For the longest time it seemed like my NEC ND-3500AG refused to burn anything. While there were a few spindles of older discs that worked, a new stack of Magnavox DVD-R produced nothing but coasters.

At first I thought it might be the fact that I am running Ubuntu and perhaps there are issues with cdrecord and certain DVD media. My initial response to this was to simply return the DVD discs to the retailer and complain that they didn’t work. This tactic was starting to become problematic, as my older stock of discs was beginning to run out and every new batch of DVD discs would fail to work.

After some browsing on the NEC website, it was clear that my DVD firmware was out of date. Is this possible? A computer BIOS sometimes needs updating to take advantage of certain features, but I have never heard of updating your DVD firmware to read/write new media.

What’s going on here?

While DVD media is branded by well known companies, there are actually only a few manufacturers of the media itself. For example, my Magnavox DVD-R disc has a CMC MAG AM3 Media ID which indicates it was actually manufacured by CMC Magnetics and is among the lowest quality media.

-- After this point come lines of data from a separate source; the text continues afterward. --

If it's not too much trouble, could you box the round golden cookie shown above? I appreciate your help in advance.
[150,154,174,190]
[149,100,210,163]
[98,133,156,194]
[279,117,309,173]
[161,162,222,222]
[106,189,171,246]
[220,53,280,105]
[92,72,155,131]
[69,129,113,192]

$ dvd+rw-mediainfo /dev/dvd

The Media ID is important because it tells the DVD burner what kind of disc it is dealing with regardless of the branding on the box. Each type of DVD+-R media has a different combination of reflective layer and organic dye. The reflective layer is not a factor as long as the disc has been properly sealed and air cannot get into the disc, so generally speaking your only problem will be the dye in the disc that is burned to create the pits on the DVD. These dyes provide stability for a limited lifetime; for example, the earliest dyes were only stable for around 10 years while a modern dye can last for 70-100 years.

On a DVD-R disc, there is no error correction when burning so there is a delicate balance between speed, laser and dye. The DVD-R discs advertise the speed they can be burned at, but the burner must be able to recognize the type of media and the proper speed to burn it with. For example, a Taiyo disc rated at 8x using a Super Cyanine dye will behave differently than a Mitsui disc rated at 8x with a Phthalocyanine dye.

Ultimately, this is the reason for updating your DVD firmware. These updates can help mitigate your risk with lower quality DVD+-R media and provide optimal burn speeds for all of your discs.